Running in Sand

Running through sand is a great way to strengthen your feet, ankles and other stabilizing tendons and ligaments. If you have a race coming up with significant sections of sand, be prepared. Sand is rough on tendons who go in without experience and if the sand trap is early in the race, you could be in a world of hurt.

The other issue with sand is that it gets into your shoes and your socks. I’ve dumped sandboxes out of my shoes when running in southern Utah. A toe box full of sand not only cramps your feet, but it causes blisters and weighs you down. You have two options; keep it out or get it out.

The most effective option is to go barefoot. However, this comes with it’s own set of risks, such as cutting or burning your feet. If you’re choosing this option make sure you’re feet are strong enough for barefoot running and that your Achilles tendon is in good shape. Shoes limit the amount the Achilles stretches, so if you wear shoes all the time and then suddenly run barefoot, you’re likely to strain or tear your Achilles. Slowly build up to the distance you’ll be running barefoot.

To keep sand out of your shoes you can put your feet in plastic grocery sacks or bread bags before putting them in your shoes. This will keep the sand off your feet and out of your socks. You can also put it over your entire shoe, but it may just rip or cause your shoe to slip.
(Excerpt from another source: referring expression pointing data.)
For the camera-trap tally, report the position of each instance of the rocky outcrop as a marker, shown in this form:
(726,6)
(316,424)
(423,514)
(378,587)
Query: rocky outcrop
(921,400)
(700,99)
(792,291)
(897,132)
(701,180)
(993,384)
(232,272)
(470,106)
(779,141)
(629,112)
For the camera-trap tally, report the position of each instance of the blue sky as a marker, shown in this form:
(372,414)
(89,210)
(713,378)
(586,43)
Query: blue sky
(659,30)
Getting it out of your shoe is a challenge, as anyone knows who has played on the beach and gone home. You will find sand in your car and every where in your house for at least a week.  You’re unlikely to be able to get all of the sand out. Dump your shoe and beat it on a rock or the ground. Same thing with your socks. Best if you can pack extra socks and just pull those on. This will require a lot of socks if you have repeated sand sections. With your socks and shoes off, wash your feet.

Running barefoot in sand is an excellent way to reduce your calluses, but a race is not the time to take sandpaper to your feet, so make sure you get between each toe. If, later in the race, you feel sand in your shoe, you’re better off taking the time to clean out your shoe than developing a blister(s).

When you begin training on sand, run on the wet stuff first. It’s more firm and wont tax your stabilizing tendons and muscles as much, thus giving them time to adjust to the increased load. Running on sand takes more propulsion which translates into a slower pace.

Chose a pair of shoes that are dedicated to sand running and don’t take them in the house!